Dive Brief:
- Peloton said Thursday that its CEO is stepping down as the struggling fitness company also prepares to cut its global workforce by about 15%.
- Barry McCarthy is vacating Peloton’s chief executive seat after about two years in the role as the company tries to rebound from financial challenges. Peloton’s board has initiated a search process to identify a replacement for McCarthy, who will become a strategic advisor to the company through the end of the year, according to a press release.
- The planned layoffs, which are expected to impact roughly 400 jobs globally, are part of a restructuring and cost-reduction effort intended to position Peloton for “sustained, positive free cash flow,” the company said in a separate release.
Dive Insight:
The company expects the restructuring effort to reduce expenses by more than $200 million by the end of its 2025 fiscal year.

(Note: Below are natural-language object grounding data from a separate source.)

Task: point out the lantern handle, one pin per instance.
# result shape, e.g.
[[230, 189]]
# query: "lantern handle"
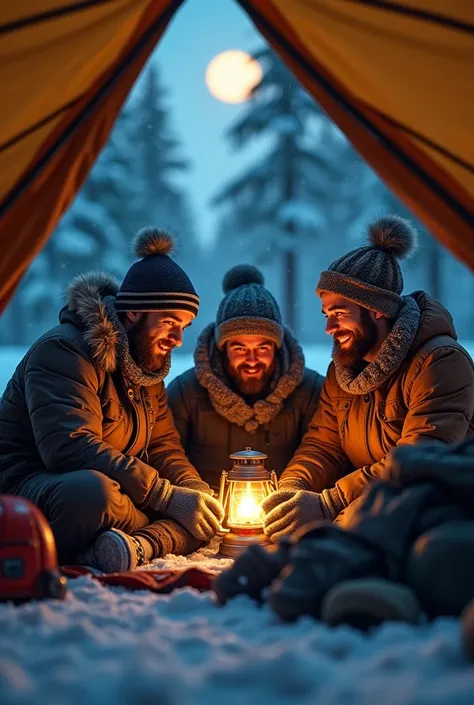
[[222, 486], [274, 479]]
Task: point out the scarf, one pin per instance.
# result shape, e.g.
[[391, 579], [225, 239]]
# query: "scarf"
[[211, 375], [392, 353]]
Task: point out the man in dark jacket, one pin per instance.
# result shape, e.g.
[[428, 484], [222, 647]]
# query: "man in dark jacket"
[[404, 553], [85, 429], [398, 377], [249, 385]]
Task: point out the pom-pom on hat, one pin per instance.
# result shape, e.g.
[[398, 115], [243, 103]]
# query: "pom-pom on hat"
[[156, 282], [247, 307], [371, 275]]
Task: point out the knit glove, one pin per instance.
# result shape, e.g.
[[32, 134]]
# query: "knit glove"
[[197, 511], [288, 509], [195, 484]]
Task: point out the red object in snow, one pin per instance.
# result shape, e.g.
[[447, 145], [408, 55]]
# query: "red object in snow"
[[28, 558]]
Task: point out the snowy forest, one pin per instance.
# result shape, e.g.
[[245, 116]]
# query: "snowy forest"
[[303, 202]]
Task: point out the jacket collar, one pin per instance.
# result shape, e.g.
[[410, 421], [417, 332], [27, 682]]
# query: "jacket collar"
[[86, 299]]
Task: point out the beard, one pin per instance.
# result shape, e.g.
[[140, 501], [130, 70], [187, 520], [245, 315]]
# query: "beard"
[[142, 347], [251, 386], [363, 338]]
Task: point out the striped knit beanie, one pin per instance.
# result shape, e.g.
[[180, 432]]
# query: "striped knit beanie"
[[156, 282], [371, 276], [247, 307]]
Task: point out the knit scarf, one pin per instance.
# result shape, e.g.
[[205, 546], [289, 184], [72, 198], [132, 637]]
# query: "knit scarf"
[[392, 353], [127, 364], [211, 375]]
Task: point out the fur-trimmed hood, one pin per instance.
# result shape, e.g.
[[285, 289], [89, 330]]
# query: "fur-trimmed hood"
[[85, 300]]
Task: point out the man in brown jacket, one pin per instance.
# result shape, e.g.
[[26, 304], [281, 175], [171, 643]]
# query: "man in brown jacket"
[[398, 377], [85, 429]]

“We made some very tough decisions, and while we firmly believe these actions are the right thing to do for the business, cuts like this are painful both because we’re disrupting people’s lives and because we’re saying goodbye to genuinely good and talented people,” Peloton CFO Liz Coddington said in a Thursday earnings call.
Karen Boone, Peloton’s chairperson, and Chris Bruzzo, a Peloton director, will serve as interim co-CEOs, the company said. Jay Hoag, another Peloton director, was named the board’s new chairperson.
The leadership change and job cuts come in the wake of dwindling sales at New York-headquartered Peloton, which is also saddled with debt.
Peloton is at “high risk” of bankruptcy based on multiple factors, including its revenue, operating expenses, debt and late payments to vendors, according to Ragini Bhalla, head of brand at credit monitoring and risk management firm Creditsafe.
“There are a lot of things going on that are clearly putting pressure on their cash flow,” Bhalla said in an interview.
Peloton experienced a boost during the early days of the Covid-19 pandemic as gyms were forced to temporarily close and consumers spent more time at home, CFO Dive sister publication Retail Dive has reported. But the fitness company struggled to maintain this momentum and attract new customers as businesses began to reopen and consumers returned to their old habits, the report said.
The company’s total revenue for its fiscal third quarter of 2024 reached $717.7 million, down from $748.9 million a year earlier, according to a Thursday letter to shareholders, which also reported a net loss of $167.3 million.
Peloton said it believes that achieving sustained positive free cash flow will make the company a more attractive investment for debt holders.
“We are mindful of the timing of our debt maturities, which consist of convertible notes and a term loan, and we know this is also on the minds of our shareholders,” the letter said.